February 18, 2010
"Capture" Still Matters
In the wake of the financial crisis, with its emphasis on "USA, Inc.," some may be tempted to think that issues of regulatory capture are so 2005. But not according to Simon Johnson, who writes that "What we have now is not a free market. It is rather one of the most complete (and awful) instances ever of savvy businessmen capturing a state and the minds of the people who run it.” This is at least in part because the bailout favored a limited number of banking players, thereby created a playing field that is now “massively tilted in favor of these banks.” This is precisely what I envisioned when I wrote my forthcoming Temple Law Review article, “Finding State Action When Corporations Govern” (Why blog, if not to occasionally shamelessly self-promote?):
The financial crisis of 2008 is blurring the lines between the State and the private sector.
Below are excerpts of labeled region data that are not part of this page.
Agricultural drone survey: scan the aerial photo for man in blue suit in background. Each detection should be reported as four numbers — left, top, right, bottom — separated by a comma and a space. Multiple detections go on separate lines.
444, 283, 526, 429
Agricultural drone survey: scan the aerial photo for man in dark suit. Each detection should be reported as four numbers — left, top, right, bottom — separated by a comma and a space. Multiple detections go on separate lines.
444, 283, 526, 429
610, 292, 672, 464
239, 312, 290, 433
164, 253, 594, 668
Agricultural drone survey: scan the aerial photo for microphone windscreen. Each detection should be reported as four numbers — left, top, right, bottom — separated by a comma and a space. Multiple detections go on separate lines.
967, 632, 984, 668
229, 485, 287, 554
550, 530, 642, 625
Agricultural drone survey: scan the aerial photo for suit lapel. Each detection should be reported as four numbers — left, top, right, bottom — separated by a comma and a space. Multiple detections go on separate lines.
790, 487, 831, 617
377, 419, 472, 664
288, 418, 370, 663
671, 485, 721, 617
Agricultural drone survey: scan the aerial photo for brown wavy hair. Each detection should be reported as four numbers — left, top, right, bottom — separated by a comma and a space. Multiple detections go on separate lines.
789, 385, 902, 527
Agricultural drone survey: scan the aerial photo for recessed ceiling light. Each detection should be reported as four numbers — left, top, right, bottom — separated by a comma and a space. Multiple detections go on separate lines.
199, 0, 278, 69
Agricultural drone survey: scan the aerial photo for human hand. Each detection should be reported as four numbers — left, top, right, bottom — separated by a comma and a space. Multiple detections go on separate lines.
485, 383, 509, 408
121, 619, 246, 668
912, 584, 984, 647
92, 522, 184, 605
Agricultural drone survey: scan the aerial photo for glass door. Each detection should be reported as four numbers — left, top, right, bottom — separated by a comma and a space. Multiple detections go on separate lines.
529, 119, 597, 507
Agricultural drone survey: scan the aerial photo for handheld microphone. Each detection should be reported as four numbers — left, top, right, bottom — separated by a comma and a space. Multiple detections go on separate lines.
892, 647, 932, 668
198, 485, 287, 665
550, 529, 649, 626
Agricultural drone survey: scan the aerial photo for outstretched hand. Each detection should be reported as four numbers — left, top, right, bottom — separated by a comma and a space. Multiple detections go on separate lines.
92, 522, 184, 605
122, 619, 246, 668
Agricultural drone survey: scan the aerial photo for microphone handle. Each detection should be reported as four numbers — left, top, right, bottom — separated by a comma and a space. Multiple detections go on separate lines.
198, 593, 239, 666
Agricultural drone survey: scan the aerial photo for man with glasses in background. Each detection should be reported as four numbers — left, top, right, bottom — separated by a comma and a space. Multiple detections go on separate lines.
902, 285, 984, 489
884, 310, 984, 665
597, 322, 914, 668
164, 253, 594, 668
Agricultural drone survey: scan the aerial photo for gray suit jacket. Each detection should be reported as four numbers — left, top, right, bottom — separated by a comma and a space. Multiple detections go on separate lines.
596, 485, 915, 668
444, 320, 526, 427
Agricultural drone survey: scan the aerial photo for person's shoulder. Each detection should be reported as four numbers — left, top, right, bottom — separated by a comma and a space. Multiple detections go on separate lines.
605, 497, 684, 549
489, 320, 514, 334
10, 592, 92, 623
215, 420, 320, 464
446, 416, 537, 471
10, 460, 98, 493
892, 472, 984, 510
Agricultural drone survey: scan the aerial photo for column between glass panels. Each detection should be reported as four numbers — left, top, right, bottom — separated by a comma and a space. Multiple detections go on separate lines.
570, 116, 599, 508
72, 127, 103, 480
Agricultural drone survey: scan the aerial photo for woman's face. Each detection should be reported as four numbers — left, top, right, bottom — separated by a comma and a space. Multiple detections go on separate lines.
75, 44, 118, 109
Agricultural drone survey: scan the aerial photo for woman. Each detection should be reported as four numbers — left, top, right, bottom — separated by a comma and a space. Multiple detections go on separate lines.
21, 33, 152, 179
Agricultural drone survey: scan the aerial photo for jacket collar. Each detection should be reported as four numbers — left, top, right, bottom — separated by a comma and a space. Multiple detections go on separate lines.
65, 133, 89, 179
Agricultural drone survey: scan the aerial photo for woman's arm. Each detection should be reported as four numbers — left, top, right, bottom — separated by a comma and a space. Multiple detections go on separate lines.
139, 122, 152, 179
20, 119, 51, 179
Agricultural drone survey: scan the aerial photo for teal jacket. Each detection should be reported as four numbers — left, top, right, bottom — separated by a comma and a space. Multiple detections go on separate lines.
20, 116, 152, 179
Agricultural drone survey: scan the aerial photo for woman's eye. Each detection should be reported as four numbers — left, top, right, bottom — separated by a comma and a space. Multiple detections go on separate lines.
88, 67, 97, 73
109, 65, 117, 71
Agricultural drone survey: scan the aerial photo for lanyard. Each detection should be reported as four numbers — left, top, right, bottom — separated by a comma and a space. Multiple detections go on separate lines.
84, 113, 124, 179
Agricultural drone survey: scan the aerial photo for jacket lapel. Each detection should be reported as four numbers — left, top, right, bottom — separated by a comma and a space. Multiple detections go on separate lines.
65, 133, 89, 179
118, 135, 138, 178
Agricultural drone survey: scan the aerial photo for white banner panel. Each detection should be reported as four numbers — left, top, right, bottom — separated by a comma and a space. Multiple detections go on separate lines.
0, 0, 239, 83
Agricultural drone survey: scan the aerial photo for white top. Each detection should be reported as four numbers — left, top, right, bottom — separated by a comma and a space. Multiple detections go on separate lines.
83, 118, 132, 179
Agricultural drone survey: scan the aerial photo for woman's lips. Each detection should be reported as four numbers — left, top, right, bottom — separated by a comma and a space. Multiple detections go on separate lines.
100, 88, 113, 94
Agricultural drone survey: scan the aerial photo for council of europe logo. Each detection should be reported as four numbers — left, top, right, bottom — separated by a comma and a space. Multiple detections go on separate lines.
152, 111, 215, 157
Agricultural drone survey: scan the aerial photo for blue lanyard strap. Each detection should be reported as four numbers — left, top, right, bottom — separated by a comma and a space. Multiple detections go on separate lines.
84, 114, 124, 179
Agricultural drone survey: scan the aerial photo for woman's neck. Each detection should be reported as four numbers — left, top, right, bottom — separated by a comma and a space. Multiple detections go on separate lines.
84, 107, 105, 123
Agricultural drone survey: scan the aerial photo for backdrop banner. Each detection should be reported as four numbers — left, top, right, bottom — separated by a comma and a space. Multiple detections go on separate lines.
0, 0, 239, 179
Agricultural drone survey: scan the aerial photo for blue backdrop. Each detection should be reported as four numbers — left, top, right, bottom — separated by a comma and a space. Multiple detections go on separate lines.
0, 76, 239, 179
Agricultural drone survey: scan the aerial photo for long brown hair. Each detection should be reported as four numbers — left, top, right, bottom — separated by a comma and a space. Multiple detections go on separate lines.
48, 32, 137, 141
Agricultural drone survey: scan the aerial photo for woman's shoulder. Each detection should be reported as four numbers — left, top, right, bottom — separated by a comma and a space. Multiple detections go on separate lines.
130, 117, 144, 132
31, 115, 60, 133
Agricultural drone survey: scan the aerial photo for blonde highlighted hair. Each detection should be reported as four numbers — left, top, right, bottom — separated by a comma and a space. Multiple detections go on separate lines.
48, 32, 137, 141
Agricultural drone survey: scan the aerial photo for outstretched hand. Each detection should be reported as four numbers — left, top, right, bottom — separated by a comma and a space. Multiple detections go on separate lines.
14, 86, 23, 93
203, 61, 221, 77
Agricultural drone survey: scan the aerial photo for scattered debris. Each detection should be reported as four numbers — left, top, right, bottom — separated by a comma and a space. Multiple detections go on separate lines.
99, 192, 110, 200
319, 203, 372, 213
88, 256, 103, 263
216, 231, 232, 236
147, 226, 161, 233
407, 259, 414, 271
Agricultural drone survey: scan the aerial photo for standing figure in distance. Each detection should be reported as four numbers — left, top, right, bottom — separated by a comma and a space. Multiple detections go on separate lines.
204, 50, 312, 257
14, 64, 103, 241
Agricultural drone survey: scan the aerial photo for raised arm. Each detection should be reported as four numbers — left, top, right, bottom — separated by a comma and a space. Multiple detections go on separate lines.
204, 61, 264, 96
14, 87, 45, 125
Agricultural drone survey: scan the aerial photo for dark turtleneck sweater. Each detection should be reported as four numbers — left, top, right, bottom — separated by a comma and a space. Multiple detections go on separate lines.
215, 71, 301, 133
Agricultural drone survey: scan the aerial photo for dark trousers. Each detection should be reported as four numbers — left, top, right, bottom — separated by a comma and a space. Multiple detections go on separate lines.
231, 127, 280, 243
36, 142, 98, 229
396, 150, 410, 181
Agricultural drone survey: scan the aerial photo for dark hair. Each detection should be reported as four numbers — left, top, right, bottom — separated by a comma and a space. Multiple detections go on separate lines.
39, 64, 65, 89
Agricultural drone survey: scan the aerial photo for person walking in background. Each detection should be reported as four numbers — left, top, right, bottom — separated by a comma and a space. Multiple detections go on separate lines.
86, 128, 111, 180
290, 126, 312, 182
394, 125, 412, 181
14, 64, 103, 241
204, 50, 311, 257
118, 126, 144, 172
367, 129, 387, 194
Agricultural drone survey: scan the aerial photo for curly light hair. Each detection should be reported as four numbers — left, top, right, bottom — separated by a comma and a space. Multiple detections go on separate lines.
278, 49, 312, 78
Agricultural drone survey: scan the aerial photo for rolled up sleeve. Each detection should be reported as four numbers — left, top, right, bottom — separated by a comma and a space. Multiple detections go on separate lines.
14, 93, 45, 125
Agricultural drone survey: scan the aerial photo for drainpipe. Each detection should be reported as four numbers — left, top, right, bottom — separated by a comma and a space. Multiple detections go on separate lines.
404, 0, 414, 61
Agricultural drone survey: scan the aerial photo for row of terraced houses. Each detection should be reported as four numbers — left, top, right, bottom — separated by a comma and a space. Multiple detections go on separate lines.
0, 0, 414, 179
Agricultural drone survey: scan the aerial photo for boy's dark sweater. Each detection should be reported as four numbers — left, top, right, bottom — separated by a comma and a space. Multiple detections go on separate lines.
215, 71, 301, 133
While painful, this process may facilitate a re-examination of the state action doctrine. This Article argues that corporations have for some time been increasingly taking on roles as pseudo-governmental actors without incurring the accountability to the people generally associated with state action. This is happening via new governance, and while the recent financial crisis may suggest that the problems associated with new governance are waning, the reality is that the corporate consolidations likely to follow in the wake of the downturn - together with the government's oft-stated desire to divest its bailout stakes in private companies as soon as possible - will result in even more powerful corporate actors with an even greater ability to govern.
By the way, I have to recommend another Johnson post—this one on Goldman allegedly going “rogue” in Europe by helping governments there hide their debt—if for no other reason than the quotes. Here are two of my favorites:
“When the data are all lies, the outcomes are all bad – see the subprime mortgage crisis for further detail.”
“If [Goldman] is to be allowed back into this arena, it will have to address the inherent conflicts of interest between advising a government on how to put (deceptive levels of) lipstick on a pig and cajoling investors into buying livestock at inflated prices.”
great article it argues that corporations have for some time been increasingly taking on roles as pseudo-governmental actors without incurring the accountability to the people generally associated with state action, will credit this and save.
Posted by: scoremore | Nov 5, 2010 6:43:11 AM
What do you think of the possibility that the Government may simply inflate the economy by printing more money to reduce the value of debt & avoid a depression (BUT at the same time devalue prudent people's life savings)?